( CNN ) - Chinese workers and army soldiers were racing to sweep snow-covered highways and unclog railway routes for millions of travelers trapped by cold weather.
More than 67 million people have been affected by the weather and economic losses are expected to reach as much as $3 billion, Chinese officials say.
Blizzards have snapped power lines and destroyed houses and farmland, prompting fears of food and energy shortages. Twenty-four people have died and some 827,000 people have been evacuated in 14 different provinces, the Ministry of Civil Affairs said Monday.
In the past week, the snowstorms have hit the provinces in central, eastern and southern China -- places that are used to mild winters, not extreme wintry blasts.
"We've never seen such a cold weather lasting for such long a time," said Tang Shan, a man in his 70s in Changsha, the capital of Hunan province. "The last time we had one here was over 50 years ago, and not this bad."
The snow and sleet have paralyzed roads, railways and airports, leaving tens of millions of travelers marooned, officials say. Many of them are bound for home ahead of the traditional Lunar New Year, also known as the Spring Festival, which falls on February 7.
For several days before and after that day, an estimated 178 million Chinese will travel by train, and 22 million more by plane, officials say. Millions more will take long-haul vans and buses.
The Lunar New Year travel is China's busiest travel period of the year. But the cold snap is hampering travel plans. Railway and highway routes have been brought to a standstill, several regional airports have been closed and many provinces have imposed power "brownouts" to conserve energy.
On Hunan's major highways, more than 60,000 bus riders were stranded because of icy roads.
In the southern city of Guangzhou, as many as 500,000 train passengers were stranded the past few days when a power failure in neighboring Hunan province crippled the regular train services, local officials said. About 100,000 passengers packed the square in front of the train station while others found shelter in schools and other public buildings while waiting for their trains.
Even the local stock market seems affected by the nasty weather. The Shanghai composite index dropped by more than 7 percent on Monday, dragged in part by investors' concerns over the damage caused by the foul winter weather. Worst hit were transport and power stocks.
Chinese premier Wen Jiabao has ordered urgent measures to unclog the transport jam and ensure a steady supply of food and energy.
"Let us mobilize urgently and work as one to wage this tough battle against the disaster," he said in an emergency meeting. "Let's ensure that the people enjoy a joyful and auspicious Spring Festival."
But more miserable weather is expected.

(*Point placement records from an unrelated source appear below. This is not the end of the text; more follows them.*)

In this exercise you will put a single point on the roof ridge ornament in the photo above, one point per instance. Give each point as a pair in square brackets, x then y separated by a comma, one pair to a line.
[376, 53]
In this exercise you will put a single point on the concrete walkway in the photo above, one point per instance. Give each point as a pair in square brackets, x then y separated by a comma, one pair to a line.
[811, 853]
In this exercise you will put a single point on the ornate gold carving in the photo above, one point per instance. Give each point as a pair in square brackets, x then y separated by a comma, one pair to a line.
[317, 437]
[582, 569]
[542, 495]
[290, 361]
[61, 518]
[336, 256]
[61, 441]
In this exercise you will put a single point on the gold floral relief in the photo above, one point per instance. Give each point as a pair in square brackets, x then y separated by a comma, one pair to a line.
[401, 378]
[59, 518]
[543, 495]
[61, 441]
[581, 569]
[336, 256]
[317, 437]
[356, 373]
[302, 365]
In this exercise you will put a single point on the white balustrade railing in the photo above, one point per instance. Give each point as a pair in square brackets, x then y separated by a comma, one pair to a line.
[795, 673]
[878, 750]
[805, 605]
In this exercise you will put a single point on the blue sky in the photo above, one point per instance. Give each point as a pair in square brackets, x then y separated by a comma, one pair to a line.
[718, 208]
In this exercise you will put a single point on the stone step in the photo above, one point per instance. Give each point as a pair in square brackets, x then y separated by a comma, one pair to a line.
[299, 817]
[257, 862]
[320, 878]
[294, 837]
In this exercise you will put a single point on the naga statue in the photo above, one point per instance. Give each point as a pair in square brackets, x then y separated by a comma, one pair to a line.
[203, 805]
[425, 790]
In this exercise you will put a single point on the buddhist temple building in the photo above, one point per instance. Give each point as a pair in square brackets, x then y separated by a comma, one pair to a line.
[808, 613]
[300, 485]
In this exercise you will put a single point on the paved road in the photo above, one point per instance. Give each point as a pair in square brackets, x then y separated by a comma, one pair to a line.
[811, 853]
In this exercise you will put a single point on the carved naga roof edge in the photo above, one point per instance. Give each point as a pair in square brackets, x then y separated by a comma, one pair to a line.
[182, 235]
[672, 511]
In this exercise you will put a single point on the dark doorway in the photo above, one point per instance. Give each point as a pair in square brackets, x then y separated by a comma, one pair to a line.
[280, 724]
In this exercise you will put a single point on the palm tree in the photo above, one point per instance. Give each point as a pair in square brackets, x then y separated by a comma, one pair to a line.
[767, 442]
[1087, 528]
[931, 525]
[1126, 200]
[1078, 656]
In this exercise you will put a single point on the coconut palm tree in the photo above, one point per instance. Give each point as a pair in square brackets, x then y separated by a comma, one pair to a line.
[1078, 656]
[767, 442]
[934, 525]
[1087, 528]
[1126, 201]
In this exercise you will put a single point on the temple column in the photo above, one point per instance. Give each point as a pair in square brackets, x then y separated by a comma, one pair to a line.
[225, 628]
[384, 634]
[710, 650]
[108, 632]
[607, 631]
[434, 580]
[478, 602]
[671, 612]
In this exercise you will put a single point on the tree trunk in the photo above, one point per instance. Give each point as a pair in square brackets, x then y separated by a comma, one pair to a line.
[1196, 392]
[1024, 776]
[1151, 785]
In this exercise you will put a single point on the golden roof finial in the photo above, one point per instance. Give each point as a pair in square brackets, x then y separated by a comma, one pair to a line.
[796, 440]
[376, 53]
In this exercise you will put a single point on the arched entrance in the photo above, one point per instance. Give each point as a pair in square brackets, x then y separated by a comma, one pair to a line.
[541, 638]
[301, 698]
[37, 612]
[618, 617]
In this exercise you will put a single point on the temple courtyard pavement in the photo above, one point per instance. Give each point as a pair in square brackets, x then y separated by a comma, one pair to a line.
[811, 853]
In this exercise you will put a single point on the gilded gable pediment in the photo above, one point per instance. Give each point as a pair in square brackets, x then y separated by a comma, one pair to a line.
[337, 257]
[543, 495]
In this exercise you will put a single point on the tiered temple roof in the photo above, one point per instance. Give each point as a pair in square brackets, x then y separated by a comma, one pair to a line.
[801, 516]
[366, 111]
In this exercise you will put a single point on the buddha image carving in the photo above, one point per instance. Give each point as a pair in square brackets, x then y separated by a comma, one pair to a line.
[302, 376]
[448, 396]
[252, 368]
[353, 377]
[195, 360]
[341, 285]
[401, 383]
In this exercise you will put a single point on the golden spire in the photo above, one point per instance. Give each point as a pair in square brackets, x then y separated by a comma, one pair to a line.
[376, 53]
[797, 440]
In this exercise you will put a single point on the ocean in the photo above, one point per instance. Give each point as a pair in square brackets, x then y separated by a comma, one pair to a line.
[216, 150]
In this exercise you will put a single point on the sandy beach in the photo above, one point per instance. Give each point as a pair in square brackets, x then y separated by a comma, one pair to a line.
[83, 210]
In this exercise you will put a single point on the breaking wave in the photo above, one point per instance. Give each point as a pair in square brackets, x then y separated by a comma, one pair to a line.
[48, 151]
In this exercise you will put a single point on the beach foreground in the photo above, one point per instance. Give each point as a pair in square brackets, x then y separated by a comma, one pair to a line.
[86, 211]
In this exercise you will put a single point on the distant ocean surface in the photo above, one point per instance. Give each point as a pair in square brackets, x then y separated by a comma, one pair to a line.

China's weather bureau Monday issued a rare "red alert," warning of more severe snowstorms in the coming days. If so, the number of stranded travelers will surely swell.
Tang Shan, the retired official in Hunan, is staying put instead of joining the holiday exodus. Even so, he finds the frigid weather a big nuisance.
"Hospitals now treat children who caught colds and old people who sprained bones after slipping and falling," he says. "Even just walking in the icy street is perilous."